So last week I decided to take my foot off the gas as I had been trying to damn hard to get the girls. I had been attempting to escalate with all of them in order to somehow reinforce things, with no regard for their comfort and in turn scared most of them off after the first date. Luckily a couple of the girls hadn’t been scared off yet as I hadn’t managed to creep them out with my
pua escalation routine.
One thing that has suddenly clicked over the past couple of weeks is my texting. I have allowed myself to be fun and flirty, and a lot more independent of outcome. Not only has it led them to be more interested in meeting with me, it has led to a situation where the girls were subtly helping me to set up the date.
Girl 1: I had been out one date with this girl 2 weeks ago. I text her to initiate date 2 and she threw up a fair few obstacles. After suggesting we meet up again:
Her: I have to work 6:30-10:30 Wht do u think?
Me: I think that you will be tired from having too fun being Forever 21 (the name of shop she works at).
Her: No it's 6:30pm-10:30pm. Where do u want to hang out with me?
Just by being comfortable in not chasing her for the date she changed her tone and asked me what we would be doing. She then told me she’d ‘let me know’. She didn’t. So the night before I reinitiate contact totally unrelated to the date, had some banter and then confirmed. Again she threw up some obstacles pretending she had forgotten.
The date itself was awesome. We were taking the piss out of each other and the only kino was us pushing each other or her punching me, or touching my cool hair. I did slap her on the ass at one point, but that was more a reflex reaction, and she just hit me back. We talked about relationships, love, politics and a blog she had written about the male and female attitudes towards girl’s underwear... as well as my opinions. The highlight for me!

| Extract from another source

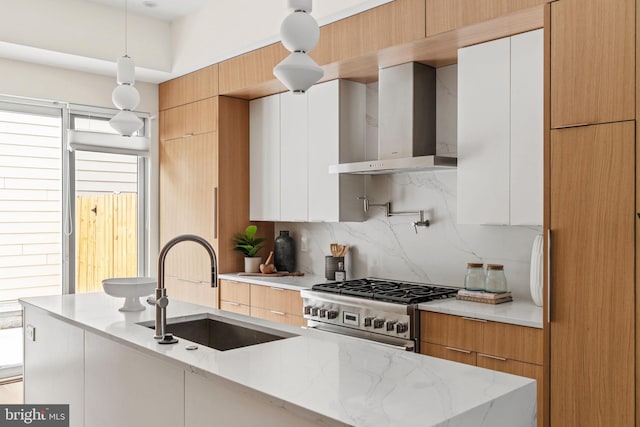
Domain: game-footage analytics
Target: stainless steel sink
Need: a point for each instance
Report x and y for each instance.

Girl 2: This girl I have been working on for 2 months after getting her Facebook details in the high street. I had suggested a meet up 2 or 3 times but she resisted. Things changed the other night when I messaged her:
Me: Hey, I might go and see some bands at a pub in Salford this sat. You're welcome to come.
Her: what kind of band? rock?
Me: Rock n Roll
Her: not my type... in my memory, rock band is pretty noisy ~~ haha
Me: Yes very, plus there's punk bands too haha! (i.e. you really won’t wanna come)
The next morning I wake up to her text: Hey, when will you go to see the bands? In the evening?
We went to the gig to watch one of the bands, and then spend the rest of the night in the pub and another bar. She even wore a black leather rock jacket with metal studs just for the occasion.
The moral of the story for me waking up today from all this is ‘being not doing’. Previously I assumed I had to demonstrate my confidence through physical actions, i.e. kino escalation. Now I am confident through just sitting there and being me as opposed to doing things for the sake of it. This in turn has allowed some suspense to build. I am giving away less now, whereas before I would give the whole damn game away on the first meeting.